Using virtual reality to interpret complex data | Image: Igor Kraguljac

Advances in both hardware and software infrastructure make it possible to carry out realistic simulations of materials that can lead to a better understanding of their behavior. Leveraging these advances, the Computational Materials Science Summer School (CMS3) at Texas A&M University aims to train students in some of the most advanced and widely used computational materials science simulation tools.

A three-year, $500,000 grant from the National Science Foundation (NSF) opens up the possibility of upscaling the school to include more participants, expanding the curriculum, introducing immersive visualization through virtual and augmented reality tools, and providing shorter, in-depth seed courses.

Under the direction of Dr. Amine Benzerga, professor in the Department of Aerospace Engineering at Texas A&M, CMS3 has been training students on computational simulation tools during a 10-day summer school for seven years.

Simulations are one of the key ingredients used to realize the Materials Genome Initiative, which was designed to support United States institutions in the effort to discover, manufacture and deploy advanced materials that are essential to economic security and human well-being, faster, and at a reduced cost. CMS3 will contribute to this mission by training the scientists and engineers who will discover and develop the materials to make technologies of national importance possible.
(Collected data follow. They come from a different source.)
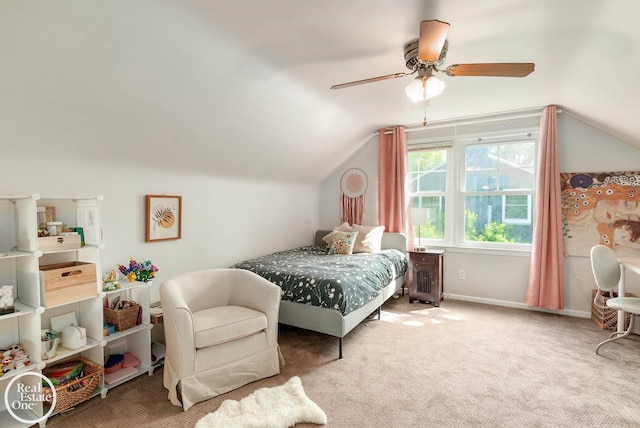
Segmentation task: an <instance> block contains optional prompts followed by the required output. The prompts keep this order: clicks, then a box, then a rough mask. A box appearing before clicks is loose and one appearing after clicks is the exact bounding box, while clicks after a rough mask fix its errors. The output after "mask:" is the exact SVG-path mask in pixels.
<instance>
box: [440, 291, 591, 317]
mask: <svg viewBox="0 0 640 428" xmlns="http://www.w3.org/2000/svg"><path fill="white" fill-rule="evenodd" d="M444 297H445V298H448V299H452V300H463V301H465V302H474V303H484V304H487V305H495V306H505V307H508V308H518V309H526V310H530V311H538V312H548V313H551V314H558V315H567V316H572V317H579V318H591V312H585V311H575V310H568V309H563V310H561V311H554V310H551V309H544V308H534V307H533V306H528V305H526V304H524V303H517V302H509V301H507V300H497V299H486V298H483V297H473V296H463V295H460V294H449V293H444Z"/></svg>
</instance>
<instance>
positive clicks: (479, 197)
mask: <svg viewBox="0 0 640 428" xmlns="http://www.w3.org/2000/svg"><path fill="white" fill-rule="evenodd" d="M480 140H481V141H484V139H480ZM509 140H511V141H502V142H496V143H489V144H482V143H480V142H478V140H477V139H476V140H475V142H474V143H466V144H465V143H463V147H464V160H465V161H464V186H463V191H462V192H461V193H462V196H463V200H464V210H465V216H464V221H465V224H464V230H465V237H464V240H465V241H468V242H473V241H475V242H477V241H482V242H496V243H512V244H531V237H532V233H533V222H532V220H531V218H532V215H533V204H532V195H533V191H534V185H535V154H536V151H535V146H536V143H535V142H534V141H532V140H531V137H529V136H528V135H527V136H525V137H524V138H518V137H511V138H509Z"/></svg>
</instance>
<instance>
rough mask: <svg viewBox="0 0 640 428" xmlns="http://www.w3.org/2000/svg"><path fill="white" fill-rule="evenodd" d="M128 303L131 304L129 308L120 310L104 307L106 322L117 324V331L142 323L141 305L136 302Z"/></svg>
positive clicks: (104, 314) (119, 330)
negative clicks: (141, 316) (113, 309)
mask: <svg viewBox="0 0 640 428" xmlns="http://www.w3.org/2000/svg"><path fill="white" fill-rule="evenodd" d="M128 303H129V304H130V306H129V307H128V308H127V309H121V310H119V311H115V310H113V309H108V308H104V322H106V323H107V324H111V325H115V326H116V330H117V331H124V330H126V329H128V328H131V327H134V326H136V325H138V324H140V316H139V314H140V310H141V308H140V305H139V304H137V303H136V302H128Z"/></svg>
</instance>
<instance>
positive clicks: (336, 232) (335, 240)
mask: <svg viewBox="0 0 640 428" xmlns="http://www.w3.org/2000/svg"><path fill="white" fill-rule="evenodd" d="M357 236H358V232H340V231H336V232H333V242H331V247H330V248H329V254H352V253H353V246H354V245H355V243H356V237H357Z"/></svg>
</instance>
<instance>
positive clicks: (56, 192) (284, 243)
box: [0, 140, 319, 299]
mask: <svg viewBox="0 0 640 428" xmlns="http://www.w3.org/2000/svg"><path fill="white" fill-rule="evenodd" d="M5 142H6V140H5ZM12 144H13V145H14V146H13V147H12V149H13V150H12V151H15V152H17V154H16V155H11V156H6V155H4V156H3V155H2V154H1V152H0V156H1V159H2V162H1V163H0V194H1V195H30V194H32V193H40V194H41V195H42V196H49V197H54V196H95V195H103V196H104V202H103V206H102V228H103V232H104V239H103V242H104V244H105V250H104V252H103V257H102V262H103V271H104V272H107V271H109V270H111V269H112V268H115V267H116V264H117V263H120V264H125V263H127V262H128V261H129V257H134V258H136V259H138V260H139V259H150V260H152V261H153V263H154V264H155V265H157V266H158V268H159V269H160V271H159V272H158V275H157V278H156V280H155V281H154V287H153V295H154V297H155V298H156V299H157V286H158V285H159V284H160V282H162V281H163V280H164V279H166V278H169V277H171V276H174V275H177V274H179V273H182V272H187V271H191V270H195V269H205V268H216V267H227V266H230V265H232V264H233V263H236V262H238V261H241V260H243V259H246V258H250V257H254V256H259V255H263V254H266V253H268V252H272V251H276V250H282V249H286V248H291V247H294V246H300V245H306V244H310V243H311V242H312V240H313V232H314V230H315V229H316V228H317V223H318V210H319V208H318V201H319V189H318V187H317V186H310V185H298V184H295V183H294V184H288V183H280V182H271V183H269V182H257V181H243V180H238V179H229V178H217V177H215V176H203V175H197V174H189V173H188V172H185V171H167V170H166V168H165V169H158V168H154V166H153V165H148V166H145V165H144V162H141V166H140V168H131V166H130V165H128V166H126V167H125V166H123V165H119V164H113V163H108V164H105V163H104V162H101V161H100V159H97V158H96V159H92V154H91V153H86V156H84V158H85V161H84V162H83V163H82V164H78V163H77V162H68V163H66V162H65V161H63V160H56V161H55V162H51V161H48V159H47V156H46V154H44V155H40V154H35V153H31V152H30V151H29V147H28V145H22V147H21V150H19V149H18V147H19V146H20V143H19V142H12ZM147 194H166V195H181V196H182V210H183V223H182V239H180V240H172V241H162V242H150V243H147V242H145V224H144V215H145V195H147ZM0 249H3V248H2V243H0Z"/></svg>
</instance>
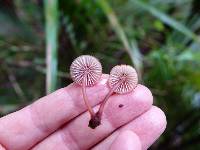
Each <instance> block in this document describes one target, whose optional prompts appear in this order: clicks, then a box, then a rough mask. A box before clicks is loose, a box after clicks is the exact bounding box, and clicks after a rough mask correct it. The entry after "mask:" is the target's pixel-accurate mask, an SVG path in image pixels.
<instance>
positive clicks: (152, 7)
mask: <svg viewBox="0 0 200 150" xmlns="http://www.w3.org/2000/svg"><path fill="white" fill-rule="evenodd" d="M130 2H132V3H134V4H136V5H137V6H139V7H140V8H141V9H143V10H145V11H147V12H149V13H150V14H152V15H153V16H154V17H156V18H158V19H159V20H161V21H162V22H164V23H165V24H167V25H168V26H170V27H171V28H173V29H175V30H177V31H179V32H181V33H183V34H184V35H186V36H188V37H189V38H191V39H192V40H194V41H196V42H200V38H199V37H198V36H197V35H196V34H194V33H193V32H192V31H191V30H190V29H188V28H187V27H186V26H185V25H183V24H181V23H179V22H178V21H176V20H175V19H173V18H172V17H170V16H168V15H167V14H165V13H163V12H161V11H160V10H158V9H156V8H155V7H153V6H151V5H150V4H147V3H145V2H142V1H141V0H130Z"/></svg>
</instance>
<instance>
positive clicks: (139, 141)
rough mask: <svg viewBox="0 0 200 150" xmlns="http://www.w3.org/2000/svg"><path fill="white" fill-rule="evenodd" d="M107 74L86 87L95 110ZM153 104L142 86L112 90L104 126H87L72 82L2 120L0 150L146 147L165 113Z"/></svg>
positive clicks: (103, 90)
mask: <svg viewBox="0 0 200 150" xmlns="http://www.w3.org/2000/svg"><path fill="white" fill-rule="evenodd" d="M107 78H108V76H107V75H103V76H102V79H101V81H100V82H99V83H98V84H97V85H95V86H93V87H88V88H87V94H88V98H89V101H90V104H91V105H92V106H94V107H95V109H96V110H97V108H98V104H99V103H100V102H101V100H102V99H103V98H104V97H105V95H106V94H107V93H108V91H109V89H108V87H107V84H106V82H107ZM152 103H153V97H152V94H151V92H150V91H149V90H148V89H147V88H146V87H145V86H143V85H138V86H137V87H136V88H135V90H134V91H133V92H131V93H128V94H124V95H118V94H114V95H112V96H111V97H110V99H109V101H108V102H107V104H106V107H105V110H104V114H103V118H102V124H101V125H100V126H98V127H97V128H96V129H91V128H89V127H88V121H89V120H90V115H89V113H88V112H86V107H85V104H84V101H83V99H82V94H81V87H80V86H78V85H76V84H71V85H69V86H67V87H66V88H62V89H59V90H57V91H55V92H54V93H52V94H50V95H48V96H45V97H43V98H41V99H39V100H37V101H36V102H35V103H33V104H31V105H29V106H27V107H25V108H23V109H22V110H19V111H17V112H14V113H12V114H9V115H7V116H5V117H3V118H0V143H1V144H0V145H2V146H0V150H4V148H3V147H5V149H6V150H27V149H33V150H55V149H56V150H84V149H93V150H108V149H111V150H118V149H119V150H122V149H123V150H129V149H134V150H140V149H142V150H144V149H147V148H148V147H149V146H151V145H152V144H153V143H154V142H155V140H156V139H157V138H158V137H159V136H160V135H161V134H162V132H163V131H164V129H165V127H166V118H165V115H164V113H163V112H162V111H161V110H160V109H159V108H157V107H155V106H152Z"/></svg>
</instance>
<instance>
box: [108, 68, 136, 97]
mask: <svg viewBox="0 0 200 150" xmlns="http://www.w3.org/2000/svg"><path fill="white" fill-rule="evenodd" d="M122 80H124V81H122ZM120 81H122V82H121V83H120V84H119V86H118V87H116V88H115V90H114V92H115V93H119V94H125V93H128V92H131V91H132V90H133V89H134V88H135V87H136V86H137V84H138V75H137V72H136V70H135V69H134V68H133V67H131V66H129V65H117V66H115V67H113V68H112V70H111V72H110V76H109V80H108V84H109V86H110V87H111V88H113V87H114V86H116V84H118V83H119V82H120Z"/></svg>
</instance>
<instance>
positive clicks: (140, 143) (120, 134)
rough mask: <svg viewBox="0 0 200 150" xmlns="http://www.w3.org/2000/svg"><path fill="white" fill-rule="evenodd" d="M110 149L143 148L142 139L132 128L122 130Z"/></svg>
mask: <svg viewBox="0 0 200 150" xmlns="http://www.w3.org/2000/svg"><path fill="white" fill-rule="evenodd" d="M110 150H141V143H140V139H139V137H138V136H137V135H136V134H135V133H134V132H132V131H130V130H126V131H122V132H120V134H119V135H118V137H117V138H116V139H115V140H114V142H113V143H112V144H111V147H110Z"/></svg>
CMS3 helps to push the thriving field of computational materials science (CMS) by providing up and coming researchers with a broad exposure to as many computational techniques as possible. The training provided will equip the participants with the knowledge and skills necessary to push the frontiers of simulation-enabled materials research.

The NSF award leverages existing cyberinfrastructure to expand participation, including those from underrepresented groups, through local and remote training. While the summer school can only accommodate 20 students on-site, with the addition of remote capabilities the class size can be expanded to include 80 remote graduate and postdoctoral researchers, including industry participants.

“In short, the idea is to equip a new generation of materials scientists with state-of-the-art computational models in a very original way,” says Benzerga.

Amine Benzerga | Image: Specialties Photography

Included in the expansion of the school will be the introduction of immersive visualization through virtual reality (VR) and augmented reality (AR) tools to help students with different backgrounds and learning styles interpret complex material data. For this portion, the Immersive Mechanics Visualization Laboratory run by Dr. Darren Hartl, assistant professor in the Department of Aerospace Engineering, will be employed.

“It is challenging for graduate students to analyze very large amounts of data that come from the supercomputer during materials simulations,” said Benzerga.

The idea is to use AR and VR to help students better visualize the resulting simulations. “Sometimes better visualization not only leads to better understanding, but triggers new ideas that lead to better ways of analyzing, interpreting and presenting their work,” said Benzerga.  

Another goal will be to expand the CMS network of experts among national laboratories and academic, domestic and international institutions who will contribute to the teaching efforts in the areas of continuum micromechanics, mesoscopic simulation and atomistic modeling, with an overarching theme of data science.

Darren Hartl | Image: Specialties Photography

Benzerga would also like to expand the school to include shorter seed programs in specialized areas offered at different times of the year. “The paradigm is that there is a horizontal theme and a vertical theme,” he said. So far the paradigm has been horizontal. We teach multiple codes, but the students don’t get the chance to go very deep in their learning with any particular one.”

The specialized classes will run three to five days, giving experts the time to teach one particular computational method with much more depth. Benzerga envisions the first year to be for on-campus participants only, with the possibility of adding remote accessibility in the future.

The overall project aims to train the scientists and engineers that will discover and develop the materials that will make technologies of national importance possible.